Three Types of Hell
– A Short Story –
My life is a confusing brand of hell. They’re not all so hard, you know. Some people at least get to know why they’re doomed to an eternity of being burnt about the toes. You’ve got the straight-forward malice types, the murderers, the robbers (sans raisons), the loose liars and the psychopaths. You know, the people who didn’t give a damn about others and so heaped up a whole lot of damnation for themselves. Their souls started burning even before their dead eyes shut.
Then you’ve got the regretters. Or at least, that’s how they think of themselves. They’ve got no grand feat to speak of, just lots of small grievances piled up without remorse. An annoyance here, a slight there. Never any thought as to how treating their fellow humans like a convenience mart might go in the long run, for those fellows or themselves. No, the regretters, it’s almost ironic, their chosen name in their little red-taped clique of the hot place. They spent their lives making being alive just a little bit harder for others. Now they’re spending forever making it harder for themselves. Each and every one of them tucked into the regretter section, a club of mopers and moaners whose only task all the live long day is to trip up the no-longer-a-body next to them. They keep doing what they were doing. It’s just limited to their own kind, now. And these people – bureaucrats, most of ’em – they just sit about regretting. If only they’d known. If only they could’ve done differently. But no, it’s as they told every customer, every broken-down landlady or tired old veteran – they had no choice, the stamp was there, the law in place. Regrettably, they could do nothing.
And so now they do nothing but regret their regretting.
But then… then there’s me. And a few others, here and there. We don’t see each other very often. We’re not the skulking type and we’re too faded to scuttle, but occasionally one of us will scuff along the floor loudly enough for another of us to hear if we’re nearby. We are… we don’t have a name, actually. Because that’s the point of this kind of hell, isn’t it? There is no point. There is no name. There is no reason. We’re all just here. We don’t know what we did. We carry some amorphous, pervasive sense of guilt, but it’ll never coalesce together enough to show us its true shape. We question. And we wonder. Why are we here? What did we do? Was it some wrong choice? We cannot remember taking any wrong path… Did we do another wrong? Look long as we might, our memories show nothing but love.
Or so we think.
So we think we think.
And onward, downward, inward.
There is no escape.
Not that we know where the entrance was, anyway.

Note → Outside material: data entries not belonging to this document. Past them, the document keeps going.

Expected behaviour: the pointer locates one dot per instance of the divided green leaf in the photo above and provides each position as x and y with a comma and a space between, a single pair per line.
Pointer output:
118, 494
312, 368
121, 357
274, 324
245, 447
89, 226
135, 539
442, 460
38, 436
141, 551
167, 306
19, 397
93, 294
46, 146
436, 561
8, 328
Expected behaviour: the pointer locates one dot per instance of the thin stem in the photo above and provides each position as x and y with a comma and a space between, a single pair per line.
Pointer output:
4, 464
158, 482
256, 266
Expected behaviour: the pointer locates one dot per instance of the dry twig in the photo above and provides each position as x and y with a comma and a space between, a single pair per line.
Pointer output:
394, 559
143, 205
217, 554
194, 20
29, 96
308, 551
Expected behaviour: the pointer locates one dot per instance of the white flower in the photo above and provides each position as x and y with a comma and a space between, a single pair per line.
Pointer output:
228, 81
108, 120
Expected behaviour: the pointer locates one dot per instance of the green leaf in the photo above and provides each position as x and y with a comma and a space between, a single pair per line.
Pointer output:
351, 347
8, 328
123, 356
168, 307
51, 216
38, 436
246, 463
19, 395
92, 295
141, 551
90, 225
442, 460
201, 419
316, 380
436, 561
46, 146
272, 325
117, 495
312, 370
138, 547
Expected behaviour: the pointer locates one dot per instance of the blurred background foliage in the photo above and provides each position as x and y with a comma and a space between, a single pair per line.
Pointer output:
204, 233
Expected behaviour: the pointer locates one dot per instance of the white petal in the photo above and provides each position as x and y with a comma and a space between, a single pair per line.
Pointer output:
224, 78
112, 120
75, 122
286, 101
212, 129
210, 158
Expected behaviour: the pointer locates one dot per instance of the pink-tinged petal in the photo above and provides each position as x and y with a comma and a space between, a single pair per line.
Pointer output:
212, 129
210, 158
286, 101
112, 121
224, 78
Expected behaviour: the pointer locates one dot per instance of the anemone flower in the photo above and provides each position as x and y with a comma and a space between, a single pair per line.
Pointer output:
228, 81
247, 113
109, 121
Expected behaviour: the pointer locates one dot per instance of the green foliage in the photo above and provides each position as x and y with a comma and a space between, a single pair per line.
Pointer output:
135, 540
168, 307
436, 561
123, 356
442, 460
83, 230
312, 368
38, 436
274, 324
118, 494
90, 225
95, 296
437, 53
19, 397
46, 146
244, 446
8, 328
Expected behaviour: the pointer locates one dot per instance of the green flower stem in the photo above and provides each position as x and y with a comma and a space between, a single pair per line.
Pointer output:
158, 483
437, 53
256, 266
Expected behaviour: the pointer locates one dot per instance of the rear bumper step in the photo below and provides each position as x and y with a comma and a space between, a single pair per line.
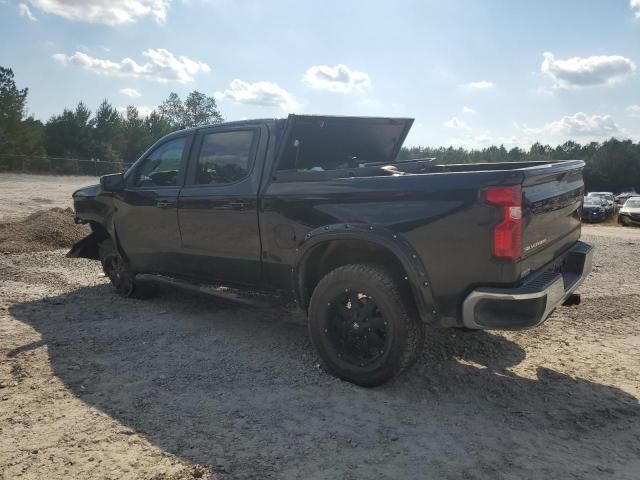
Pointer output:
531, 303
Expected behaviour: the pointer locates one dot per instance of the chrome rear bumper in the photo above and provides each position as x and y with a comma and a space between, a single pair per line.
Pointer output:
529, 304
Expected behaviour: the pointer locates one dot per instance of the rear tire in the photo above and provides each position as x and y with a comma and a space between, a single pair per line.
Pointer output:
363, 328
118, 271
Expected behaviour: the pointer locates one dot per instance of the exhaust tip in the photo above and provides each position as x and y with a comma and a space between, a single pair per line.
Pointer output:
573, 299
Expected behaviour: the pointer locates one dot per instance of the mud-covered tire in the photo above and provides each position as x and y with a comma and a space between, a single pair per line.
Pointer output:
403, 335
122, 278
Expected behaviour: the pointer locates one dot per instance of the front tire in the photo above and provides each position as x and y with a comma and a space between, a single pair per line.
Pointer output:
363, 328
118, 271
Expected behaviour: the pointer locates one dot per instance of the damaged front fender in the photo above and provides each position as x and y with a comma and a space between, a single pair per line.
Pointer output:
86, 248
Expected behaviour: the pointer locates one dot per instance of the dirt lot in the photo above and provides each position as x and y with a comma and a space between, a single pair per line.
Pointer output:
184, 386
22, 194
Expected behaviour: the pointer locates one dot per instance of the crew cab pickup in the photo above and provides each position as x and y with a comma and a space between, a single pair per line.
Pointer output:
319, 210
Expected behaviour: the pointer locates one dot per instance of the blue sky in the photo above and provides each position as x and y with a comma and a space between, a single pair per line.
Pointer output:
472, 73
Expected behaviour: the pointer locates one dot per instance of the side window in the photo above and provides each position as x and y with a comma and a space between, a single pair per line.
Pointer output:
224, 157
162, 167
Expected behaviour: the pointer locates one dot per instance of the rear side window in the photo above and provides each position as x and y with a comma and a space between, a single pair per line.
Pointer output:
224, 157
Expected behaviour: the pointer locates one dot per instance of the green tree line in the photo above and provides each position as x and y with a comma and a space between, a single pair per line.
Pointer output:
111, 136
611, 166
105, 134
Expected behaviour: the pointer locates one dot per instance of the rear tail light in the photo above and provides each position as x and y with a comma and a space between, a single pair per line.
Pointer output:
506, 237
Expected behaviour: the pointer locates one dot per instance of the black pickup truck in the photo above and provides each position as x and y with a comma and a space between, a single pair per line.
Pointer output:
319, 210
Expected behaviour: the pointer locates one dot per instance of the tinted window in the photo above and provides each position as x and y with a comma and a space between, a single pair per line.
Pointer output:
162, 167
224, 157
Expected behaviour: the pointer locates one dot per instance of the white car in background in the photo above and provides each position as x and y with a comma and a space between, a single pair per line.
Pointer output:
630, 212
610, 207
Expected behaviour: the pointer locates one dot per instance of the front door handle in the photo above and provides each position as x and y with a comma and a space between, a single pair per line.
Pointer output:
164, 204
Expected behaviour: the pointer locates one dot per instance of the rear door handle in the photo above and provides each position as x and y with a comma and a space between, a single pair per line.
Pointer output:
164, 204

It’s a confusing brand of hell, this life of ours. We’re all still trying to do right, even down here. But eventually, our numbers thin, until the next crop comes along. I’m about three generations of influx along. About my time to be passing away, actually. I don’t know which direction I’ll take. The ones who say fuck it all and throw themselves to where the flames burn blue, or the ones who shrug and accept that perhaps their damnation was in fact a small pile of nothing, nothing so significant as to have warranted all that… Malice or minutiae, we all go one way or the other.
It’s hard, scuffling along, your toes slowly turning crisp about the edges. Eventually, you need a reason for why your toes are turning black.